La réalité dépasse certainement la fiction. Mais la fiction peut aussi bien dépeindre la réalité.
Montréal est une plaque tournante pour la traite des femmes à des fins de prostitution. En avril dernier, la Gendarmerie Royale du Canada (GRC) a démantelé un réseau criminel international de « souche asiatique ». Le réseau en question opérait principalement à Montréal et à Toronto et ses victimes provenaient de la Corée et de la Chine. Plus de 500 femmes furent dénombrées par le travail des policiers. La machine semblait bien rôdée : les jeunes femmes arrivaient au pays, elles étaient exploitées sexuellement, ensuite transportées dans une autre ville et, enfin, retournées à leur pays d’origine.
Anna est photo-journaliste. Elle suit la piste des jeunes femmes prostituées dans un pays asiatique. Elle les fait témoigner, prend des photos et prépare un reportage pour une revue. Elle a des contacts parmi les locaux et rencontre aussi Sam, un boxeur des combats clandestins. Sur le qui-vive constant, elle doit se faufiler tout le temps pour éviter d’être repérer par les mafieux. Les longues séquences fixes nous rendent prisonniers de ces moments d’angoisse.
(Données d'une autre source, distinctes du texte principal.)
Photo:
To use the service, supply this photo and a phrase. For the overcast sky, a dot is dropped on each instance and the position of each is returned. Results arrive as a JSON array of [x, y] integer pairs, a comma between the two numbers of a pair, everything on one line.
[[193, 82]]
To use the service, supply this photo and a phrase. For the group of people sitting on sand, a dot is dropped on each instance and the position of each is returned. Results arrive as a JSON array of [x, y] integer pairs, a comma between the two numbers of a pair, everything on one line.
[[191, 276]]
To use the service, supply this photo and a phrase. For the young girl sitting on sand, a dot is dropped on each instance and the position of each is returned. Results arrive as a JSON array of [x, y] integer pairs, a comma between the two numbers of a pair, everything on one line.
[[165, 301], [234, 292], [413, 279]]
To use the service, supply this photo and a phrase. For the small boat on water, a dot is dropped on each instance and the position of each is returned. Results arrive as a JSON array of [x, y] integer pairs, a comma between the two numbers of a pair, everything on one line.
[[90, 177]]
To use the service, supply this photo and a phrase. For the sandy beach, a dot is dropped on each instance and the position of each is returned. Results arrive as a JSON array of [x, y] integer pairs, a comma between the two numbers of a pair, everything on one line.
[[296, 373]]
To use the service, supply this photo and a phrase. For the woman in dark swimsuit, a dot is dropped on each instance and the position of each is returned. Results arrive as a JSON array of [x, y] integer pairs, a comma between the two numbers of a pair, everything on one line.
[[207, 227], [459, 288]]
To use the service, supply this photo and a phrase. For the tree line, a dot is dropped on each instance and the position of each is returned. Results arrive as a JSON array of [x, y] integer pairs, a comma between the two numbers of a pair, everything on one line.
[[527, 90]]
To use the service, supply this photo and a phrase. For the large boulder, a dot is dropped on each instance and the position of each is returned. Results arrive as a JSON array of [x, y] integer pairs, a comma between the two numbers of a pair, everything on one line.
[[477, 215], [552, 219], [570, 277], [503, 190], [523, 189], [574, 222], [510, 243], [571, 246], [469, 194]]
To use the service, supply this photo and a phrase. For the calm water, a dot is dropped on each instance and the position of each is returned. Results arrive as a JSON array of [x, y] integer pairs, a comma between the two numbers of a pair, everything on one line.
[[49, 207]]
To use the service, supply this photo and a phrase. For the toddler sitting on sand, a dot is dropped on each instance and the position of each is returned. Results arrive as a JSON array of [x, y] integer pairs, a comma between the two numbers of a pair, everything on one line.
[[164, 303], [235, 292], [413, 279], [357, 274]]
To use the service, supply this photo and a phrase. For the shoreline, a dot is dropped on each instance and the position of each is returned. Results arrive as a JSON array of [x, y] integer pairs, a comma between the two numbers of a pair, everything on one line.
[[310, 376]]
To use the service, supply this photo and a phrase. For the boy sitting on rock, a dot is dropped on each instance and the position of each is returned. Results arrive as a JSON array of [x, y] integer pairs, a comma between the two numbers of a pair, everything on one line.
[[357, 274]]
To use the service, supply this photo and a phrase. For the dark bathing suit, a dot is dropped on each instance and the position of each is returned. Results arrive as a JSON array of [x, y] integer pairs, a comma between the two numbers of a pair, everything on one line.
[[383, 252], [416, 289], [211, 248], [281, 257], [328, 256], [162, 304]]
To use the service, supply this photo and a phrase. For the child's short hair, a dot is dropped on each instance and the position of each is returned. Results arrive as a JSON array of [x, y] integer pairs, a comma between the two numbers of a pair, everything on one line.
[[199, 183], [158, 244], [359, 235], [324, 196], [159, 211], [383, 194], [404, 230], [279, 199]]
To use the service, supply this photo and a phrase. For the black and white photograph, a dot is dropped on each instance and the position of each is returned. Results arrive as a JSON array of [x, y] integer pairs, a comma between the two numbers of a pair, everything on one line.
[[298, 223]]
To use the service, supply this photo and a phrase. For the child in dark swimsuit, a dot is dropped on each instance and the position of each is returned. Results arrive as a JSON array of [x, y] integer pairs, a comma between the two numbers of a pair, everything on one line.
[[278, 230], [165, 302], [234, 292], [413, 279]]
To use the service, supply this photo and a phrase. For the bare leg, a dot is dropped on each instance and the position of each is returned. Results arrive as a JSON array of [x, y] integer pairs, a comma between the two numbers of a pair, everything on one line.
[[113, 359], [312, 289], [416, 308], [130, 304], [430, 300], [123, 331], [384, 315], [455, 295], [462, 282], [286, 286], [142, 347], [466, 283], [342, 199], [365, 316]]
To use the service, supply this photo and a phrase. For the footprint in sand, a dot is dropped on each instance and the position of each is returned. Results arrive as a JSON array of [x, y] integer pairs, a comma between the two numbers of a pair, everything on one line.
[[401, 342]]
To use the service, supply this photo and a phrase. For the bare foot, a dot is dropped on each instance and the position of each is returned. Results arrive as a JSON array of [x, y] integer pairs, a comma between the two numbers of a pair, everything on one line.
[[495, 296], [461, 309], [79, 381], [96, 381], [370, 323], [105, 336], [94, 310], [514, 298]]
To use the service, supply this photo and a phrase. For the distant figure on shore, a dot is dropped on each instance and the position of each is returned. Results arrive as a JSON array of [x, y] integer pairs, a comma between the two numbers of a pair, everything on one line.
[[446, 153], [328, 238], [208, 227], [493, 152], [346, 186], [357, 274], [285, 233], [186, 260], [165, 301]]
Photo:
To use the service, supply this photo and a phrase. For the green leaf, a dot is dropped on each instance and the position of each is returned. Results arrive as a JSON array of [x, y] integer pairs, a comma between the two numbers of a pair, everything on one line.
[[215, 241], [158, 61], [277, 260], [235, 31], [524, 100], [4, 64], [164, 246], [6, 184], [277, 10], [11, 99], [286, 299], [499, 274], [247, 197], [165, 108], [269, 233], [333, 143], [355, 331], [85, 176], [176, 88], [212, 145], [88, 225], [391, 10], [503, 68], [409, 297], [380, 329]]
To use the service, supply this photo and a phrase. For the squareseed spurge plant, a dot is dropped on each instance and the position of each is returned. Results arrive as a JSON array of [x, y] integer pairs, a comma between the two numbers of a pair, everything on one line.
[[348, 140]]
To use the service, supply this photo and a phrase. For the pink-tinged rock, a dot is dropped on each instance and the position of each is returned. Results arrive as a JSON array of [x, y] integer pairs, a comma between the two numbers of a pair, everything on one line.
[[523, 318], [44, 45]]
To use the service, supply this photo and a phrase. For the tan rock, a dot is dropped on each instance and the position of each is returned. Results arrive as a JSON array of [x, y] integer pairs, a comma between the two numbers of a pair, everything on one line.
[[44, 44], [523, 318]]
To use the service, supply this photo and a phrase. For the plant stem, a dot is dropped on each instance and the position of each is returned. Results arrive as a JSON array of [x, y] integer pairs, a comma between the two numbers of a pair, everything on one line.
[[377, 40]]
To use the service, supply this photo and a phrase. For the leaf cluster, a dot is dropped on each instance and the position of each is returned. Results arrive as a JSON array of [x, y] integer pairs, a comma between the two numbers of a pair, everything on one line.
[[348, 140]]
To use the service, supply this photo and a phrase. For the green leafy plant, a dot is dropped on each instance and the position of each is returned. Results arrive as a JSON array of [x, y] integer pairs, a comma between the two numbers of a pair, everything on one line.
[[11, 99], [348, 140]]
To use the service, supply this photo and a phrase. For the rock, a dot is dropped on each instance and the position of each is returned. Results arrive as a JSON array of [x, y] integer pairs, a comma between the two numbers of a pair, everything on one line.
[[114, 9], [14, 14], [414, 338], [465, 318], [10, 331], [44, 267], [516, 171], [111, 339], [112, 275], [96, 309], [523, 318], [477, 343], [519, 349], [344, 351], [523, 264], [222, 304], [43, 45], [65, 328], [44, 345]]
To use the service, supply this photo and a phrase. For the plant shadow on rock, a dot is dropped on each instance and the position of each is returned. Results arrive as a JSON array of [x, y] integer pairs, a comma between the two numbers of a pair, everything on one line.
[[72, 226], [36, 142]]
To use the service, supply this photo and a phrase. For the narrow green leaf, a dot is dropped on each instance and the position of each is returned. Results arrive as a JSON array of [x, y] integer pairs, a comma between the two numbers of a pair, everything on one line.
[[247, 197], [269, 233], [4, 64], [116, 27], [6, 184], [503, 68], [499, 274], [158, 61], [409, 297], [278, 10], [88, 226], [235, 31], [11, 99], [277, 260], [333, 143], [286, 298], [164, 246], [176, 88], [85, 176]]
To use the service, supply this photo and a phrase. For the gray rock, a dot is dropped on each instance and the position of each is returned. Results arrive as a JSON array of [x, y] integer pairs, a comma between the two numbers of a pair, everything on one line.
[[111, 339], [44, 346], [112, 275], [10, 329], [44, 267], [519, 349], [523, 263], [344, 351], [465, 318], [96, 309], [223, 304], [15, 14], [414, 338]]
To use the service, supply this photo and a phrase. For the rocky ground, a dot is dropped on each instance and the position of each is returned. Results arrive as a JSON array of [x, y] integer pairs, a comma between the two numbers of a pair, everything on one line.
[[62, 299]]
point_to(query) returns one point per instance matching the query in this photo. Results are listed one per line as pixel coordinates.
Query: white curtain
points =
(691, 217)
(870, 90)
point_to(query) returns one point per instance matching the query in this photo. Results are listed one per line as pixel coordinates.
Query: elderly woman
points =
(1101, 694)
Elle ne peut point échapper. « Vendue » par son contact au pays, Anna est kidnappée et séquestrée pendant des mois. Elle subit la torture et moult sévices qui cherchent à l’anéantir et à la taire. Elle se réveille à Montréal et apprend que Sam l’a acheté pour la sauver. Quoi faire? Se venger? Comprendre? Comment faire effectivement après avoir vécu dans sa propre chair ce qui était l’objet de son enquête?
Un événement marquant a amené le réalisateur Charles-Olivier Michaud à accoucher d’un film puissant en émotions. En étalant morceau par morceau cette cruauté humaine, Anna fait certainement preuve d’humanité, mais permet aussi de voir la rage transformée en leitmotiv pour avancer malgré la déchéance qui nous assiège.
Anna de Charles-Olivier Michaud; Long-métrage de fiction; Québec; Année: 2015 V.O.: français; Durée: 109 min.